Mutual of Omaha’s Wild Kingdom

03 January 2003

When I was a child my family did not own a television. For this I cannot thank my parents enough. (The destructiveness of television is a topic for another weblog entry.) At the time, though, we kids felt cruelly deprived of our right to watch Happy Days, Laverne and Shirley, Wide World of Sports, and Saturday morning cartoons.

Many Saturdays we’d bike the half mile to Kurt Gunderson’s house where we’d sprawl on the orange shag carpet in the living room, where we’d eat sugared cereals (another right of which we were unjustly deprived by evil parents) and laugh at the adventures of Bugs Bunny and Road Runner, or puzzle at the completely foreign world of Fat Albert and his gang. (We were white kids raised in rural Oregon; what did we know of impoverished black kids in New York?)

Our babysitters had it easy: they simply had to bring along a portable 9″ black-and-white set and we were tamed from wild maniacs to sedate zombies, staring blankly at the screen. With us so easily subdued, the sitter was free to gab on the phone for hours at a time or to invite a friend (sometimes a boyfriend) for a visit.

Family vacations were a treat; the hotels rooms always had televisions. Mom and Dad would try to convince us to go to sleep, but it was useless if there was anything good on TV. And by good I mean: a war movie, a science fiction program, Happy Days, The Six Million Dollar Man, or The Bionic Woman. (ch – ch – ch – ch – ch – ch Look at my bionic jump!)

I remember loving two shows as a child: The Wonderful World of Disney and Mutual of Omaha’s Wild Kingdom (with Marlon Perkins).

I only saw a handful of Wild Kingdom episodes, but the show left its mark. The locales were exotic, the animals fantastic. I could not get enough. Marlon Perkins, despite his age, lived a thrilling life, meeting wild and fantastic animals up close, daring danger without a thought. He was a heroic figure to an eight-year-old.


There are those of us who believe that animals are far more intelligent than most people credit them. Kris and I like to find new studies and new anecdotes that support this belief. Yesterday she pointed me to this article on orangutan culture.

(The article refers to a study published today in the journal Science. The study can be found here, but requires free registration.
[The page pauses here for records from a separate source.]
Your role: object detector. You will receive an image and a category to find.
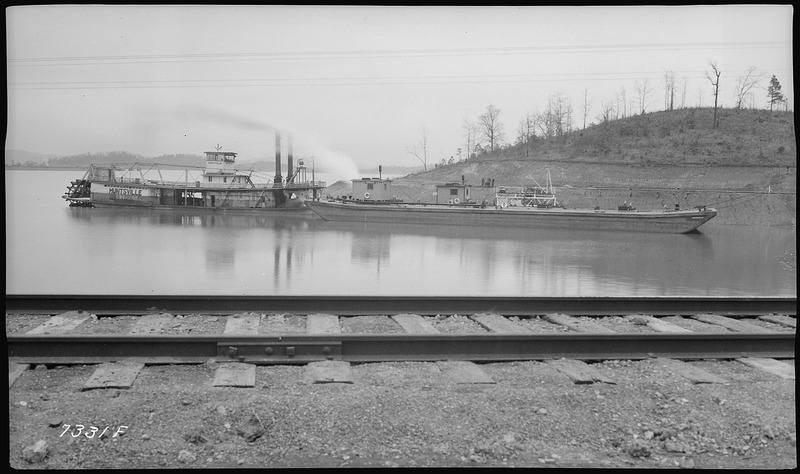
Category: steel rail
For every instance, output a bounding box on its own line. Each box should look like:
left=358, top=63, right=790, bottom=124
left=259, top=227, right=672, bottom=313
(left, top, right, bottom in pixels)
left=7, top=332, right=795, bottom=365
left=6, top=295, right=797, bottom=316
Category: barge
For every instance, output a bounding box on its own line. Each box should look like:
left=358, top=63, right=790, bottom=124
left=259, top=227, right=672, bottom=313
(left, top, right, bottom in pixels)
left=62, top=134, right=326, bottom=212
left=305, top=175, right=717, bottom=234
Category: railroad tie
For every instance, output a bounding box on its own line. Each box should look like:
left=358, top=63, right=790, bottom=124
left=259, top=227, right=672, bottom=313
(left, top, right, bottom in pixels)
left=736, top=357, right=795, bottom=380
left=691, top=314, right=772, bottom=333
left=545, top=359, right=617, bottom=384
left=8, top=363, right=31, bottom=388
left=657, top=357, right=728, bottom=384
left=436, top=360, right=495, bottom=384
left=306, top=360, right=353, bottom=383
left=471, top=313, right=533, bottom=334
left=306, top=314, right=342, bottom=334
left=131, top=313, right=172, bottom=334
left=27, top=311, right=96, bottom=334
left=648, top=314, right=794, bottom=383
left=544, top=313, right=614, bottom=334
left=81, top=361, right=144, bottom=392
left=392, top=313, right=439, bottom=334
left=635, top=315, right=692, bottom=333
left=224, top=313, right=261, bottom=335
left=211, top=362, right=256, bottom=387
left=758, top=314, right=797, bottom=329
The study was conducted, at least in part, by a member of Orangutan Foundation International.)

I believe that if you have never had a close personal relationship with an animal, have never witnessed an animal exhibit profoundly intelligent behavior, then this says more about your intelligence than the intelligence of animals.


One of my favorite animal photographs:

[Koko cradles the kitten, All Ball]

Koko and All Ball

And another (a repeat):

[A baboon checks a cat for fleas]


Assorted animal intelligence links:

While composing this entry that I realized that Toto, my cat, has exactly the same personality as Gandalf, the parakeet I had when I was twelve.


This cat clock is pretty cool. It’s even cooler than you think. Look closely at the cat’s paws. [via Very Big Blog]


There are weblog awards? Somebody ought to do a study on they psychological motivation to give awards for anything and everything!

Comments

On 03 January 2003 (11:01 AM),
J.D. said:

Well, I did it: the orangutan culture link has become my first front-page post to Metafilter. I can’t believe I’m so nervous about it…

On 03 January 2003 (11:39 AM),
jeff said:

Speed Racer was one of my favorite cartoons that we never got to watch.

On 03 January 2003 (02:15 PM),
Dana said:

Although we had a TV, it was black and white till I was about 6, and it was in the UP of Michigan, where we really only got about 2 stations (plus a UHF one), till I was 9.

My neighbors had cable, and they all got Speed Racer. I think I saw about three episodes of it when I was growing up, and it seemed awfully neat.

What I did get, however, were Battle of the Planets (with G-Force and the rather R2-D2-esque 7-Zark-7) and Thunderbirds are Go!(in Super-Marionation!), both on the aforementioned UHF channel.

Are there still any low-budget UHF stations broadcasting weird syndicated programming?

On 07 February 2003 (07:45 PM),
Ryan Reynolds said:

I had a parakeet with a vocabulary of over 800 words and I began a website where I was posting his audio recordings. The more I posted and listend to them, the more I found him starting to talk in context. As a result he ended up being able to converse on almost any topic. You can hear some of the incredible recordings on his site. http://www.talkingbudgie.com Hope to see you there.

On 20 August 2003 (08:05 AM),
diane said:

I wish more shows like this were available for this generation to see.